Intervention de François Godement

Réunion du 21 novembre 2012 à 9h45
Commission des affaires étrangères

François Godement, professeur des universités à l'Institut d'études politiques de Paris :

En réponse à vos questions sur l'Europe, je me réjouis de la continuité entre l'actuel gouvernement et le précédent autour de thèmes comme la réciprocité des investissements, le ton plus ferme que doit adopter Bruxelles dans négociations. Il faut être réaliste : nous ne pouvons pas résoudre les problèmes par nous-mêmes, en dehors de l'enceinte européenne, et ce ne sont pas les accords de bonne volonté qui nous aideront à surmonter les difficultés. La Chine a besoin de l'Europe pour diversifier ses placements, pour exporter. Elle est inquiétante à certains égards, notamment dans le domaine concurrentiel, mais il ne faut pas lui fermer la porte. Il faut contrôler, réguler et parvenir à peser dans la négociation. La réélection du Président Obama offre peut-être l'occasion de trouver quelques points de convergence avec les États-Unis. Il faut éviter aussi d'être trop naïf car les intérêts chinois entrent par la porte, la fenêtre, le vasistas et, plus généralement par toute ouverture accessible. Les statistiques concernant l'Europe sont toutes largement sous-estimées puisqu'elles ignorent le rôle des places offshore, des riches particuliers et des prête-noms.
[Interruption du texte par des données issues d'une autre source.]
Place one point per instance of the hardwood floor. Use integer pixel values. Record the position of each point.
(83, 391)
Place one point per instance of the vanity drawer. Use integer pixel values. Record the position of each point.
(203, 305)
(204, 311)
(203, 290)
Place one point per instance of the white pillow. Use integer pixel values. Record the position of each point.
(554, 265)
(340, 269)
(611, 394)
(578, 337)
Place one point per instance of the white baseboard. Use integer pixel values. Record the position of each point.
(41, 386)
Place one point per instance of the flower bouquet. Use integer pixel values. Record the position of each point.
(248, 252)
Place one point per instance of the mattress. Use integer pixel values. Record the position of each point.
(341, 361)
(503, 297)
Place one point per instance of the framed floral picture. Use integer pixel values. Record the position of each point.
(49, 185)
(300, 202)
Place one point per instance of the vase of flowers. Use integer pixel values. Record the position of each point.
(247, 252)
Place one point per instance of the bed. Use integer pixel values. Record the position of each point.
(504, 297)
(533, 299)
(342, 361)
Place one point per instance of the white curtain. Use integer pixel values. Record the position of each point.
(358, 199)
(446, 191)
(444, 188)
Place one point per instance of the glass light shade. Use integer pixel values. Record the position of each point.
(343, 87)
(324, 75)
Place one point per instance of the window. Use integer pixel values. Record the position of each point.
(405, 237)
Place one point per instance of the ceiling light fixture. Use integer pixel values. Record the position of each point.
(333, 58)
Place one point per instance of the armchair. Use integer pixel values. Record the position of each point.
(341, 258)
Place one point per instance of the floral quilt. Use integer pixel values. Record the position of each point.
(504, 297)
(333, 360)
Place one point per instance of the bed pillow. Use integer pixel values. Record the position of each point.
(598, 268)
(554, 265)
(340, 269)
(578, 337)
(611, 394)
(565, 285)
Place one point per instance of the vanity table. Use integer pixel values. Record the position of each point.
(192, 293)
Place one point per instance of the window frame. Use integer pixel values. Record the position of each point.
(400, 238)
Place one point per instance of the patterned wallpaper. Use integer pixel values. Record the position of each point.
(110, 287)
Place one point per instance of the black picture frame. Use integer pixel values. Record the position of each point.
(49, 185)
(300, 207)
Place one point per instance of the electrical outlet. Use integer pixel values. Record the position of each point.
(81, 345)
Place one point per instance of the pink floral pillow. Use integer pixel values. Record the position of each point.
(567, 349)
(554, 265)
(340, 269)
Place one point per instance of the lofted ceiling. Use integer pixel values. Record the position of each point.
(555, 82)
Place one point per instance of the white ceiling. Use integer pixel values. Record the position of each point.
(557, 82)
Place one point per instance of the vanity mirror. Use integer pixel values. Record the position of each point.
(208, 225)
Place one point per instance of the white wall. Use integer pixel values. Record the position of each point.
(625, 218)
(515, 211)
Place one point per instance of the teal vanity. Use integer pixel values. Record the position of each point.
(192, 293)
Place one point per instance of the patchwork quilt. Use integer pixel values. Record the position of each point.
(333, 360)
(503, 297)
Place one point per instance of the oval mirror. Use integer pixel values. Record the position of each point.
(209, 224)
L'armée, enfin. Il s'agit d'un lobby qui s'est reconstitué. Curieusement, c'est l'année où le Premier ministre Wen Jiabao a eu l'audace, à cause de la crise et pour la seconde fois en vingt-cinq ans, de ralentir la croissance des dépenses militaires – passée de 10 % à 8 % – qu'a été lancée la grande campagne militaire, que le soixantième anniversaire de la République populaire a été célébré avec un faste sans équivalent et que les incidents territoriaux se sont intensifiés. Le poids de l'armée est considérable car elle incarne la légitimité nationale dans un domaine déserté par l'idéologie, et elle reste le dernier recours en cas de troubles intérieurs, les forces paramilitaires, en plein essor, étant elles-mêmes très dépendantes de l'armée.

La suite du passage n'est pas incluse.